No matter what you experienced in your life, the key to making those events meaningful to readers is the transformation you—the main character—go through as a result. So how does that work? How can you weave your personal experiences into an engaging story? Here are a few tips.

1. Think about Your Lowest Point

One must hit bottom before they can climb back to the top, like Gilbert did when she cried about her marriage on the bathroom floor in the opening of Eat, Pray, Love. So where were you when you hit bottom? What put you there? Was it a long-overdue breakdown? Or a sudden epiphany triggered by a random event? Try to put yourself back in that place and feel those raw and powerful emotions all over again. Then write about that.

2. Plot Out the Actions You Took to Change

At what point did you realize something in your life had to change? What bold action did you take? Maybe you quit your job, or left your spouse, or sought spiritual guidance in some way. And that initial decision undoubtedly led to smaller realizations along the way.
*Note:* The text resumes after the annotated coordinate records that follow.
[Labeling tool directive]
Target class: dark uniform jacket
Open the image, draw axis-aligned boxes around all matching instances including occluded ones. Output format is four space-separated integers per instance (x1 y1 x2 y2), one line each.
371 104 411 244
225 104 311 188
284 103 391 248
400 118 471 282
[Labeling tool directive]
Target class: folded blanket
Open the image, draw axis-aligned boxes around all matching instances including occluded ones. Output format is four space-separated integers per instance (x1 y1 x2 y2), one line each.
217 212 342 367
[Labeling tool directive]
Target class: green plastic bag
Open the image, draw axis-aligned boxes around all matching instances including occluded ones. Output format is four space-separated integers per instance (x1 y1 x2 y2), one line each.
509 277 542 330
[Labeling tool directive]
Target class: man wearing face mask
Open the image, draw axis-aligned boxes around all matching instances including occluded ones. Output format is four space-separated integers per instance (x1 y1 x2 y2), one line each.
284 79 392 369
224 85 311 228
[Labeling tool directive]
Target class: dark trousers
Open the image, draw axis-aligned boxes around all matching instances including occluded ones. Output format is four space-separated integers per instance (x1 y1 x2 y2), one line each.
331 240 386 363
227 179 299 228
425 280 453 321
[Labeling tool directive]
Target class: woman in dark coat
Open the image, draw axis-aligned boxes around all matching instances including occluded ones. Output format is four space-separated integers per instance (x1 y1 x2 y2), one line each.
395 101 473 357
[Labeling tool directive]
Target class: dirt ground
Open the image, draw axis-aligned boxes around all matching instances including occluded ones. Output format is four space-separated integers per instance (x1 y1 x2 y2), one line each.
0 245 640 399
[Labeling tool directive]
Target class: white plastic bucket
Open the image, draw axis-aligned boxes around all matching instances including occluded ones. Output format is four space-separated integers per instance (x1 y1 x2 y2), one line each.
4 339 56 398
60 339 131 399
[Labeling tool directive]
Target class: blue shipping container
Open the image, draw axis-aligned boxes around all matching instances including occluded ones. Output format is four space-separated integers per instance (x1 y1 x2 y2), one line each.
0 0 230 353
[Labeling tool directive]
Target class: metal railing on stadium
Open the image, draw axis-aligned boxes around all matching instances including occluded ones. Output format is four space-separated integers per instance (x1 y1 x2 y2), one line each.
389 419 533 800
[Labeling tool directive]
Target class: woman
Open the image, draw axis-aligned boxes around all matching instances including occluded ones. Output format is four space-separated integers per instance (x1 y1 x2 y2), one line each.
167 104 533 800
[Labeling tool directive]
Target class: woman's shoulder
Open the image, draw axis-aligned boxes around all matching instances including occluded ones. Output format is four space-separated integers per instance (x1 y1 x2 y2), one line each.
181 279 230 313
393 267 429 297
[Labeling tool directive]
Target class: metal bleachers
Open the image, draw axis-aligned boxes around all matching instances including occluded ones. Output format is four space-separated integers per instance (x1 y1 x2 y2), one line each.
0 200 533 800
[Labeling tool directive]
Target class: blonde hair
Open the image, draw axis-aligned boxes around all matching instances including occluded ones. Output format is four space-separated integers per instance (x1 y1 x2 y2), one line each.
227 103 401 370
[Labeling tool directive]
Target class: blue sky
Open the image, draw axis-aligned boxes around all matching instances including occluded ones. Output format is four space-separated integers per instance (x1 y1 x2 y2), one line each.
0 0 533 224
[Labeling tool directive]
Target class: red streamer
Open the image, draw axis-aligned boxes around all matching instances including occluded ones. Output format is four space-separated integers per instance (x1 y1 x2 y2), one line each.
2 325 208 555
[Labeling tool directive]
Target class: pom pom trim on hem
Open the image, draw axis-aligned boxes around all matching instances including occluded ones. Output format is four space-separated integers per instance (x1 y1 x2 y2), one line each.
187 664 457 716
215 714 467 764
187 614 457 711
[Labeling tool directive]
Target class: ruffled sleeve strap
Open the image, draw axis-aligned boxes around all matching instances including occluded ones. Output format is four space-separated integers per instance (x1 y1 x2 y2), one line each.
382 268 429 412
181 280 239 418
Look through your memory for these actions and realizations, and see if you can figure out how one thing led to another.


3. See the End

If you're writing about a transformation that happened in your life, then you are, hopefully, already transformed, which means that you have completely recovered from that terrible bottom place where you first realized something had to change. In other words, you have reached a place that allows you to look back and think, "Wow, I've come a long way." Use this perspective to think about the specifics of how your life has changed. What is different now? How do you see the world in a different way? Understanding the specifics of your transformation will allow you to write about them with clarity.

4. Understand the Narrative Arc

All stories are structured on a narrative arc, meaning, they all have a beginning, middle, and an end. Making your life transformation story successful means arranging the events along an arc, showing your starting point, your actions, and your challenges, and eventually rising to a big realization or dramatic climax. Then your story should level off and wrap up with a satisfying ending, which is where you're fully transformed. Understanding how the narrative arc works makes your story satisfying to read and meaningful to others.

Writing Your Story

Overcoming obstacles and growing as a person are part of life. When writing a story based on your life, you have to think about how you faced those obstacles and how doing so made you a different, better you. Whether you’re writing to preserve your family history, or writing to publish for a larger audience, using these tips to write your life experiences will make your story more interesting for those who read it.